1. ## Poiseuille's law?

Poiseuille's law describes the velocities of fluids flowing in a tube—for example, the flow of blood in a vein. This law applies when the velocities are not too large—more specifically, when the flow has no turbulence. In this case the flow is laminar, which means that the paths of the flow are all parallel to the tube walls. The law states that $v=k(R^2-r^2)$, where v is the velocity, k is a constant (which depends on the fluid, the tube, and the units used for measurement), R is the radius of the tube, and r is the distance from the centerline of the tube. Since k and R are fixed for any application, v is a function of r alone, and the formula gives the velocity at a point of distance r from the centerline of the tube

(a) What is r for a point along the walls of the tube?

(In so many words, this basicly means to get r by itself, right?)

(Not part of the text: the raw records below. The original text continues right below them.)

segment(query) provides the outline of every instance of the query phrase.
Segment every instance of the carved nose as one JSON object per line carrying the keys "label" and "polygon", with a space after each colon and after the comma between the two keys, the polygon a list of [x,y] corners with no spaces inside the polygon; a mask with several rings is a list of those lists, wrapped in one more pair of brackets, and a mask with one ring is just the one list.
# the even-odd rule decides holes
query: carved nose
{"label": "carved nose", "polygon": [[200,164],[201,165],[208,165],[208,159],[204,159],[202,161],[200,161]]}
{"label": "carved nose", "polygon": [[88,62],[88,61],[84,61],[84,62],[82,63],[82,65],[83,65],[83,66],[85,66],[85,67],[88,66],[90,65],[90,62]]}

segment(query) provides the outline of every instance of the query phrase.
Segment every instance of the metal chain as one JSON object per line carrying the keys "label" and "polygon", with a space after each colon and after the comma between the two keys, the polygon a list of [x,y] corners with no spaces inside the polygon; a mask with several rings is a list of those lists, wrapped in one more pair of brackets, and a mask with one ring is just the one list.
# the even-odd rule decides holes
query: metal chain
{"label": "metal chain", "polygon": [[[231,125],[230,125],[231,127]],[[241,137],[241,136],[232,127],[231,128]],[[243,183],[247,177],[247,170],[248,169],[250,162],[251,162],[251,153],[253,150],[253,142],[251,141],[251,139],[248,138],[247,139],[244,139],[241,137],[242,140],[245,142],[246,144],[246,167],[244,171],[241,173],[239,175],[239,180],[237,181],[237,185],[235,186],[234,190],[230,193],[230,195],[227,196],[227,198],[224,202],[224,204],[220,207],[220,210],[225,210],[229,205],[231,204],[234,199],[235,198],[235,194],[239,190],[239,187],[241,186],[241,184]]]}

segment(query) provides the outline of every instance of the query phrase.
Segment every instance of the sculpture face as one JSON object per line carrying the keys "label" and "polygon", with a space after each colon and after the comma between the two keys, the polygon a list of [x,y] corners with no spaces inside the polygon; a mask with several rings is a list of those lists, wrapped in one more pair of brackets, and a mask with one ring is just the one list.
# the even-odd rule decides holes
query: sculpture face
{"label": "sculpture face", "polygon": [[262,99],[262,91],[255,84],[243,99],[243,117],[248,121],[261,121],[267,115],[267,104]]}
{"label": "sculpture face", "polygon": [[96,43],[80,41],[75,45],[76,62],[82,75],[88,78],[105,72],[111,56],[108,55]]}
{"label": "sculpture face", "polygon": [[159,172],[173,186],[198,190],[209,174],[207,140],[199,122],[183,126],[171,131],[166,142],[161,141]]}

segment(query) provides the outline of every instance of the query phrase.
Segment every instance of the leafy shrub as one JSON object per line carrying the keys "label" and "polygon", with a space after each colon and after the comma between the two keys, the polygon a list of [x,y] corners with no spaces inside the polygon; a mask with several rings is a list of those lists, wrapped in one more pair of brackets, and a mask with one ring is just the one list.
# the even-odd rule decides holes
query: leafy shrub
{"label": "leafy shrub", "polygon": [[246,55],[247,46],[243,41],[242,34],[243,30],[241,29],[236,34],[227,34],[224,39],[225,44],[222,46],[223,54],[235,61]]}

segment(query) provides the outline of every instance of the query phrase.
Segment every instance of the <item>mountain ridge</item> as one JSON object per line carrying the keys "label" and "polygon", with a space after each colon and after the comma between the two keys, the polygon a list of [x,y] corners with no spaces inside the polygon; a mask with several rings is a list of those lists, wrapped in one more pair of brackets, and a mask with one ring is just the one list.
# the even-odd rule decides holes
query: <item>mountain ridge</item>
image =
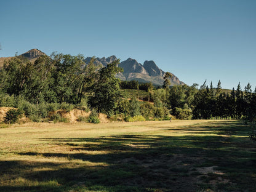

(b) What is the velocity of the fluid along the walls of the tube?

(...Wait, it didn't give me a value? I'm going to take a wild guess and say the fluid along the wall is zero.)

2. Hello MathBane
Originally Posted by MathBane
Poiseuille's law describes the velocities of fluids flowing in a tube—for example, the flow of blood in a vein. This law applies when the velocities are not too large—more specifically, when the flow has no turbulence. In this case the flow is laminar, which means that the paths of the flow are all parallel to the tube walls. The law states that $v=k(R^2-r^2)$, where v is the velocity, k is a constant (which depends on the fluid, the tube, and the units used for measurement), R is the radius of the tube, and r is the distance from the centerline of the tube. Since k and R are fixed for any application, v is a function of r alone, and the formula gives the velocity at a point of distance r from the centerline of the tube

(a) What is r for a point along the walls of the tube?

(In so many words, this basicly means to get r by itself, right?)

(b) What is the velocity of the fluid along the walls of the tube?

(...Wait, it didn't give me a value? I'm going to take a wild guess and say the fluid along the wall is zero.)
(a) Read the question carefully. $r$ is the distance from the centre of the tube. The radius of the tube is $R$. So along the walls of the tube, $r = R$.

(b) You're right. When $r = R,\; v = 0$.